Captain Cat
- Author: Inga Moore
- Illustrator: Inga Moore
- Language: English
- Genre: Children's picture book
- Published: 2012 (Walker Books)
- Publication place: England
- Media type: Print (hardback)
- Pages: 48 (unpaginated)
- ISBN: 9781406337303
- OCLC: 798409836

= Captain Cat (book) =

Children's picture book by Inga Moore

Captain Cat is a 2012 children's picture book by Inga Moore.
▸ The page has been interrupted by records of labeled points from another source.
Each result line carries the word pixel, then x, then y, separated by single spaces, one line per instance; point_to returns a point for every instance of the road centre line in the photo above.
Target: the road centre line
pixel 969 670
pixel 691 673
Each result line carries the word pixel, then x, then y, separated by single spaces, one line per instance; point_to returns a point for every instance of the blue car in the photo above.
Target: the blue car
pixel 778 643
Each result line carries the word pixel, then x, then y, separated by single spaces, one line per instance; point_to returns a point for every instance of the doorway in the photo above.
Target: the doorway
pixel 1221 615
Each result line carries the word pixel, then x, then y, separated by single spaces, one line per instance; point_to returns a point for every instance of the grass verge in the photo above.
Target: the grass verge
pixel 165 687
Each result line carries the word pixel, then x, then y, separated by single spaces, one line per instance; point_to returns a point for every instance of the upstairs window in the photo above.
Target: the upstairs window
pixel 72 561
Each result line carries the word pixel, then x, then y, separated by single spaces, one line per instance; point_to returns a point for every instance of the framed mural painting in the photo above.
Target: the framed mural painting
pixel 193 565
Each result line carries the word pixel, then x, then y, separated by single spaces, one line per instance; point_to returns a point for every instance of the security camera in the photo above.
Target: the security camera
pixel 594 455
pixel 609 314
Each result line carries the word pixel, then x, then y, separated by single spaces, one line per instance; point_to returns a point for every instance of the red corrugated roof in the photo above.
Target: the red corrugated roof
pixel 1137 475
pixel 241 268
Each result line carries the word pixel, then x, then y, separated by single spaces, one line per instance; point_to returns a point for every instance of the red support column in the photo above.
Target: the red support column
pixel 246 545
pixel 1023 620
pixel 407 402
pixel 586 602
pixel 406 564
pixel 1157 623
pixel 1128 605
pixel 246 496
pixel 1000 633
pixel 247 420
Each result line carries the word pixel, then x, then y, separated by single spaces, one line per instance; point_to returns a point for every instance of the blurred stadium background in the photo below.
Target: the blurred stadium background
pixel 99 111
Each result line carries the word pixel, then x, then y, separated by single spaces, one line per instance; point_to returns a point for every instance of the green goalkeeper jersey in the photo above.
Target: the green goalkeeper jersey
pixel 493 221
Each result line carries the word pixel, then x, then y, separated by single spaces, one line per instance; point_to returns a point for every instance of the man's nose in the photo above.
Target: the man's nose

It is about a sea captain, Captain Cat, who trades goods in exchange for cats, and his ensuing adventures.

==Publication history==
- 2013, USA, Candlewick Press ISBN 978-07-6366-151-9
- 2012, England, Walker Books ISBN 978-14-0633-730-3

==Reception==
Kirkus Reviews wrote "Though it’s on the long side, Moore’s tale combines traditional themes and spritely illustrations to create a satisfying, offbeat adventure." A reviewer stated in The Bulletin of the Center for Children's Books "This would be a cozy classroom readaloud selection or a comfy bedtime story; having a couple of kitties on hand would, of course, enrich the experience.",

Captain Cat has also been reviewed by BookPage, Magpies, The New York Foundling, The Guardian, The New York Times, Publishers Weekly, The Oklahoman The Morning Call, Booklist, School Library Journal, and Horn Book Guides.